Les femmes algéroises en 'Haïk' surnommées 'blanches colombes', disparaissent du paysage.

Publié le 12 Mai 2014

Une visoin d'ailleurs, des raisons sous silence

PH golyana.forumegypt

 

Etoffe blanche enveloppant le corps de la femme, le haïk est un symbole de pudeur, de décence, mais également de l'élégance féminine. 

Ses origines remonteraient à l'arrivée des Andalous au Maghreb au XVIe siècle. L'on pense également qu'Il aurait été introduit à Alger avec l'arrivée des Turcs, eu égard à sa présence dans d'autres régions du pays. 

En effet, outre le centre, le haïk était également présent dans l'est, l'ouest et le sud du pays, sous des formes plus ou moins différentes. 

Dans l'ouest, les femmes portaient "bouaouina", un voile qui recouvrait tout le corps, y compris le visage, ne laissant paraître qu'un seul oeil, alors qu'au centre, les femmes optaient pour le haïk "mrema" qu'elles portaient avec "laâdjar", une voilette qui couvre le bas du visage, ne laissant apparaître que les yeux. 

Dans l'est du pays, les femmes portaient le haïk blanc avant de le remplacer par la "mlaya" noire, en signe de deuil après la mort de Salah Bey. 

Réussissant à s'imposer encore durant la colonisation française et après l'indépendance, le haïk a commencé à s'éclipser progressivement à partir des années 80, cédant la place au hidjab.  (Silence sur les raisons de cette colonisation par ce vêtement islamiste)

Aujourd'hui dans la capitale, le haïk n'est porté que par quelques femmes, de vieilles femmes essentiellement. 

Bien que disparu des rues de la capitale, il arrive quelques fois de croiser une femme portant cet habit traditionnel. Les photos-souvenir qui se vendent ici et là et les histoires d'héroïnes de la guerre de libération, qui ont en fait une arme contre le colonialisme témoignent encore de cette tradition féminine. 

Il existe plusieurs sortes de haïk, les plus réputé est le haïk ''mrema el hor'', généralement fait à base d'un tissu blanchâtre de pure soie, et réservé aux femmes aisées de la société et le haïk fait de soie mélangée avec des touffes de laine. 

Importé actuellement de Tunisie, le haïk ne se vend pratiquement plus, la valeur intrinsèque de ce leg ancestral demeure incontestable lorsqu'il s'agit de mariages, car la mariée doit le porter avant de quitter le domicile familial pour celui de son époux.(La femme objet qui change de main)
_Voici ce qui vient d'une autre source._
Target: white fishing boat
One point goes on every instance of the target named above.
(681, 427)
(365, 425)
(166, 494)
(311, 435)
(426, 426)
Pour "laâdjar", cette étoffe longtemps associée au haïk a résisté au temps qui passe, certaines dames le portent même avec le hidjab qui a remplacé leurs costumes traditionnels. Les différentes voilettes confectionnées au "crochet" ou à la "chbika", dont les prix varient entre 300 et 500 DA continuent d'attirer bon nombre de femmes contrairement au haïk devenu une parure traditionnelle conjoncturelle. 
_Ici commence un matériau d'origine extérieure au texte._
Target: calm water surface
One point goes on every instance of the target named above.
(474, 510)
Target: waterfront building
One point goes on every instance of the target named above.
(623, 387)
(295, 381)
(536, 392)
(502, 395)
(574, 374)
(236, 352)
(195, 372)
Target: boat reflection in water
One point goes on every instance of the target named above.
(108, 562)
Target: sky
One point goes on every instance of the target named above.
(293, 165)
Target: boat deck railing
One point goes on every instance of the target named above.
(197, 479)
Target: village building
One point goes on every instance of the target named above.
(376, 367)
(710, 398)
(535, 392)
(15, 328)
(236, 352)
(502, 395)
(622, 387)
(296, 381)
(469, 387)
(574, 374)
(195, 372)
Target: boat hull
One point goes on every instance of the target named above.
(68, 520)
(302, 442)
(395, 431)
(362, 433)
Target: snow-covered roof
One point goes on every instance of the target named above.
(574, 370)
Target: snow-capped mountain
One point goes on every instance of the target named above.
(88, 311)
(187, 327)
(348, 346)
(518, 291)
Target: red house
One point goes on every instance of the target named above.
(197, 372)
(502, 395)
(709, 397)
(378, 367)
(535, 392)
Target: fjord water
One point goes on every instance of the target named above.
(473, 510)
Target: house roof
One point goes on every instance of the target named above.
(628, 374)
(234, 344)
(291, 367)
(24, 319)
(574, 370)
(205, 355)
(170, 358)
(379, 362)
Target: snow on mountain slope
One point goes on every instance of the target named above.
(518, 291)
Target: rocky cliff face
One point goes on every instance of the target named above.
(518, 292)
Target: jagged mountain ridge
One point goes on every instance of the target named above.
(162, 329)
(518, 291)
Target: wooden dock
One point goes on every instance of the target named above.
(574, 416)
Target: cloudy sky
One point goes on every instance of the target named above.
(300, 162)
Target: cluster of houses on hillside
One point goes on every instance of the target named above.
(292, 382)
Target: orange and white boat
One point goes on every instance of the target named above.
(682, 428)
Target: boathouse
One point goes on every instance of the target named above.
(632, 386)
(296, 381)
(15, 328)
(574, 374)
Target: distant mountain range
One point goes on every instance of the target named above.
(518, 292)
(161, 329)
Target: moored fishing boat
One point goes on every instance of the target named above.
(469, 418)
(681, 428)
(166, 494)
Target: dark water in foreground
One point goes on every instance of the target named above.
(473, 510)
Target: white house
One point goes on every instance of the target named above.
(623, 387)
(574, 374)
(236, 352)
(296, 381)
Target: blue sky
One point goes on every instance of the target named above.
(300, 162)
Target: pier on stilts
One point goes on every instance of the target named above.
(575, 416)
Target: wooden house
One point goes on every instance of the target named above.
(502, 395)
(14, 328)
Même si la réapparition du haïk semble peu probable, il n'en demeure pas moins que des tentatives de le ressusciter se multiplient, ou apparaissent, de temps à autre. 

Des étudiantes avaient à la mi-avril dernier organisé à Alger une marche symbolique près de la Grande Poste pour faire revivre les temps héroïques du voile algérois, qui avait permis aux ''moudjahidine'' de briser le blocus de la Casbah imposé par les paras lors de la Bataille d'Alger. (On notera le voile pudique sur les attentats meurtriers commis sur des famille pieds noirs dans les bars et restaurants.)

Ailleurs au Maghreb, cependant, le voile a encore de beaux jours devant lui notamment en Tunisie et en Libye.